People could find their own sense of community without belonging to a church. They would use church schools where these fitted in with their approach to life, but they would shop around for the best ones. If they wanted sports or social activities they would go to the best available, not to what the church had to offer. After the Second world war, when people needed welfare and health care, there was a range of state services. The whole structure to which churches had devoted so much time and resources began to fall apart.

What response can the church make?  The only response to a society that no longer needs the church for material things is for the church to do the things it was meant to do. The church’s task was to share the story of Jesus, to seek holiness and not busyness.

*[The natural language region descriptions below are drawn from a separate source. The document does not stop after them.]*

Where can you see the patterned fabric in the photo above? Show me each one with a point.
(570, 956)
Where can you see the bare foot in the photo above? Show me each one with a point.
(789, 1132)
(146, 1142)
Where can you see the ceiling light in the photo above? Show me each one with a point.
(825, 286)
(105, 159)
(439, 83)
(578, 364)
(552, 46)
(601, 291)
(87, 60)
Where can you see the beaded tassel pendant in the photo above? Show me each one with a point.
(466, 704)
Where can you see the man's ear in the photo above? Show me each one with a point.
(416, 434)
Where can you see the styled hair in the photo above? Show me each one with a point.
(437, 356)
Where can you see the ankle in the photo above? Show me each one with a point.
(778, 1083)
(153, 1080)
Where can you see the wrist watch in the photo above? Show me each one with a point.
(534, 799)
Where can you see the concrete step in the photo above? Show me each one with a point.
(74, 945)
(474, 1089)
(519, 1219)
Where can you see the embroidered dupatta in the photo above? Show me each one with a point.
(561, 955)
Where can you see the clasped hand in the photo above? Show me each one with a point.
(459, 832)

Perhaps the church lost confidence in the story, it no longer believed in the way it had believed in the past. It sought to hold on to its members by doing all sorts of things that weren’t its concern because it thought that people were no longer interested in the story of Jesus. Its efforts to hold on were in vain because as soon as people found a better option than what it was offering, they disappeared.

The problem lay not in the story of Jesus, but in the church’s way of telling the story. The church has presented people with a dry and formal religion instead of a sense of the holy, a sense of mystery, a sense of wonder.

The Scripture readings present us with this mystery in unmistakable terms. Moses meets with the Most High at Mount Sinai, one who is shrouded in mist and whose presence is terrifying. One whose presence appears to people as being a consuming fire.

Paul realises how this sense of the most high can transform people. He writes in his second letter to the church at Corinth, “we, who with unveiled faces all reflect the Lord’s glory, are being transformed into his likeness with ever-increasing glory, which comes from the Lord, who is the Spirit.” This transforming power sends people out to change the world, Paul says “by setting forth the truth plainly we commend ourselves to every man’s conscience in the sight of God.”

The present times are not new times. The Church of England has been here before. At the beginning of the 18th century the Church was dry and formal and dying and there emerged the Methodist movement with its emphasis on personal faith and lively worship. At the beginning of the 19th century the Church had again sunk into a trough and there emerged the Oxford Movement with its concern for holiness and beauty in worship and a sense of the greatness of God.

The Church does need need anymore strategies or slogans or mission statements, it does not need bishops or archdeacons, or all the other functionaries. What it does need is to recover what has always been there, the story of Jesus in all its fullness. The story of the Most High breaking into the  world and being with people. All the Church has to offer is this story. If it has not the confidence to tell it, then it has nothing, and it is poor indeed.

“Master, it is good for us to be here,” says Peter. To be filled with a sense of that mystery is to be filled with the courage to go out to face the world, to face a hostile world, with the story of Jesus.